Cloudflare pushed its Email Service from private to public beta on Wednesday, roughly seven months after it first showed up at Birthday Week 2025. The public beta announcement, from product manager Thomas Gauvin and engineer Eric Falcão, lands as part of what the company is calling Agents Week. The framing is unmistakable: this is email infrastructure dressed up for AI agents, not just transactional mail for web apps.
Email Sending is the piece that actually graduated today. Anyone with a Workers account can now send transactional messages through a native binding, with no API key to rotate and no secrets to leak. There's also a REST API, plus SDKs in TypeScript, Python, and Go for workloads that run somewhere other than Cloudflare.
What you actually get today
The pitch is a bidirectional email stack. Email Routing handles inbound and has been free for years. Email Sending handles outbound and is now open to everyone on a paid Workers plan. Together, a Worker can receive a message, parse it, hit a third-party API, drop attachments into R2, and reply. All from one platform.
Cloudflare also configures SPF, DKIM, and DMARC automatically when you add a domain. Anyone who has spent an afternoon trying to reverse-engineer why Gmail keeps quarantining their receipts will understand why that's a selling point. Whether the auto-configured authentication actually lands in more inboxes than a well-tuned Postmark or SendGrid setup is a different question, and not one Cloudflare has backed with any comparative numbers.

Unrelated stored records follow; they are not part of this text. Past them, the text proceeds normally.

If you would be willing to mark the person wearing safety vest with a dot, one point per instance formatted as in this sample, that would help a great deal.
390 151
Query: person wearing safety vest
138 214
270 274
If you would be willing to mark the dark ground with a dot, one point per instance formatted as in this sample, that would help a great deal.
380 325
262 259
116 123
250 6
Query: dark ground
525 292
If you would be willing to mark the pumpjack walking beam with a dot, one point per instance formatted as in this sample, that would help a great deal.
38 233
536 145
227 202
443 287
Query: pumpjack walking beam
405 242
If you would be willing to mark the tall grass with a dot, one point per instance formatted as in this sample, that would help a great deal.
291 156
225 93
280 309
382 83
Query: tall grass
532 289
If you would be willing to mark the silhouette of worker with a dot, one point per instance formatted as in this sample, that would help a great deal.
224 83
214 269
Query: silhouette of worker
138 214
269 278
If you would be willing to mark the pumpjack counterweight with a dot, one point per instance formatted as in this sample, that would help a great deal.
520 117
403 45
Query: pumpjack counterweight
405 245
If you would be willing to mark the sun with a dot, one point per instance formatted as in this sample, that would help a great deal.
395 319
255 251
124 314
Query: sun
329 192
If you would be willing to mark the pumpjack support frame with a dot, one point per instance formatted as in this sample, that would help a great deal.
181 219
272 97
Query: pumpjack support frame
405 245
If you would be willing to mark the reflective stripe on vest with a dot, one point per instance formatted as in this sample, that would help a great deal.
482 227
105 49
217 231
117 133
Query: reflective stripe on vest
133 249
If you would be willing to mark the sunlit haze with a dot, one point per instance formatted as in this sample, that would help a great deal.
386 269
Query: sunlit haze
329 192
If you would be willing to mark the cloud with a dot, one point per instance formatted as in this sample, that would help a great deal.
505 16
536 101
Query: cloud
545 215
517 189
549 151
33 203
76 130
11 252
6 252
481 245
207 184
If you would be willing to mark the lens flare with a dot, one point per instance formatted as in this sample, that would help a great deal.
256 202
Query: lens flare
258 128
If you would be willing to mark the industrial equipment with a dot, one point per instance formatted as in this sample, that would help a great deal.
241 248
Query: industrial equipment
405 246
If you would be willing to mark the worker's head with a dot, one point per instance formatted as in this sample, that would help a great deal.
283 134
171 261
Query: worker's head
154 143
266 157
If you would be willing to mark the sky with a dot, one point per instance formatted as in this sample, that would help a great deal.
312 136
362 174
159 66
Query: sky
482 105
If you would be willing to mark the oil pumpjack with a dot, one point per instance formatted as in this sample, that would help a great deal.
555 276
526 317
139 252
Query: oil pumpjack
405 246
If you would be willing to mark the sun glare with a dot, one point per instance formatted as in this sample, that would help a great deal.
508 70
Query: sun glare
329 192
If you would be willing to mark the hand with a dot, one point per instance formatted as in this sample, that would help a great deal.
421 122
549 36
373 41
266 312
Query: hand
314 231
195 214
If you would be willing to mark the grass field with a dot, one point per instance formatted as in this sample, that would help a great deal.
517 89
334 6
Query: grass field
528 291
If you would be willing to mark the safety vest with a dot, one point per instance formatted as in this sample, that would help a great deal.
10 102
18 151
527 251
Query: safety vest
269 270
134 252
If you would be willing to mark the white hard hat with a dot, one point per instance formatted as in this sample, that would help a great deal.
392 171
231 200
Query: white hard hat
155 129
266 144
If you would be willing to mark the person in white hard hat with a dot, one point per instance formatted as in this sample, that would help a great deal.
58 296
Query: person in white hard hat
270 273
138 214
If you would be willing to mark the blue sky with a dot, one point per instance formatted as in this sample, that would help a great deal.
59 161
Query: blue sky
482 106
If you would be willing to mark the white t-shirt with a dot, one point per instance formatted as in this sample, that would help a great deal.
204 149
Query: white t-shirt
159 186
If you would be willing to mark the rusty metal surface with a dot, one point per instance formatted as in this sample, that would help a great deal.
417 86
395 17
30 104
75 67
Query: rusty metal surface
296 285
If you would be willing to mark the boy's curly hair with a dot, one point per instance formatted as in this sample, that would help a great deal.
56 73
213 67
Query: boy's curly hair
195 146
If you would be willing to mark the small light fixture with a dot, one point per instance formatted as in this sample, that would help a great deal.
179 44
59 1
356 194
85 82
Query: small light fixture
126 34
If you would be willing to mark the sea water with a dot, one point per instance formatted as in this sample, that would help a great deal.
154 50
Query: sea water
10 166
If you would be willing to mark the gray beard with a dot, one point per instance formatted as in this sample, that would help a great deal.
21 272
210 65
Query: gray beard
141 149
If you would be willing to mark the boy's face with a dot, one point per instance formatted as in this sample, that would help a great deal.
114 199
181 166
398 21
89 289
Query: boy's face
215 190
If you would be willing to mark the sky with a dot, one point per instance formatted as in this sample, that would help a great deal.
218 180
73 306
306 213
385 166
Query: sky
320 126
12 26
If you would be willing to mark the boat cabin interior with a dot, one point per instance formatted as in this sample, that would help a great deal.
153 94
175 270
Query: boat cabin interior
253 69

What you don't get: pricing. The original private beta post said Email Sending would require a paid Workers subscription and be priced per message, with packaging still being finalized. Seven months later, packaging is still being finalized. Free during beta is fine. "Free during beta, we'll tell you what it costs later" is the kind of runway that gets uncomfortable once you've built a production pipeline on it.
The agents pitch
Most of the new announcement is actually about agents. The Agents SDK already had an onEmail hook for receiving messages. With Email Sending wired in, an agent can receive a message, chew on something for an hour, check external systems, and reply on its own timeline. That's the distinction Gauvin draws in the post: a chatbot answers now or never, an agent gets back to you.
The interesting technical bit is how agent identity maps onto addresses. Because agents are backed by Durable Objects, each instance gets its own mailbox derived from a single domain: support@, sales@, and so on. Sub-addressing routes further into namespaces. State persists across messages, so the inbox itself becomes the agent's memory. No separate vector store, no bolted-on database. That's actually clever, and it's the sort of thing that's genuinely harder to replicate on a generic email provider glued to a generic queue.
There's also a new email MCP server, Wrangler CLI commands for sending mail from coding agents, and a Cloudflare skill for dropping email capabilities into Claude Code or Cursor. And Agentic Inbox, an open-source reference app that stitches Email Routing, Workers AI, R2, and the Agents SDK into something resembling a working email client with agent automations. Deploy button included.
Who's actually the target?
Amazon SES. SendGrid. Mailgun. Postmark. Resend. The transactional email market is crowded and has been for years. Cloudflare isn't trying to win it on deliverability benchmarks or raw price (neither of which the company has shared numbers for publicly). It's trying to win it on proximity: if you're already deploying Workers, putting email in the same binding pattern as R2 and KV is one fewer provider to manage.
Resend CEO Zeno Rocha took the private beta news graciously back in the fall, telling followers that email isn't winner-takes-all and that competition forces better products. He's probably right about the market structure. He's also Cloudflare's most obvious direct competitor, given that Resend built its pitch around being the developer-friendly alternative to SES, and Cloudflare just launched the developer-friendlier alternative to Resend.
The gaps
Still beta. Still free. Still no pricing. Still no independent deliverability numbers. But the agents framing is genuinely interesting, even if you can also read it as a way to differentiate a product that would otherwise be a me-too entry in a crowded category. Is "email-native agents" a real category or a vocabulary shift? I'm honestly not sure yet.
What is clear: if you've already bought into Workers, the friction to trying this is basically zero. Enable Email Routing, add a binding, send a test. The moment it starts costing money is the moment the comparison with SES and Resend gets real.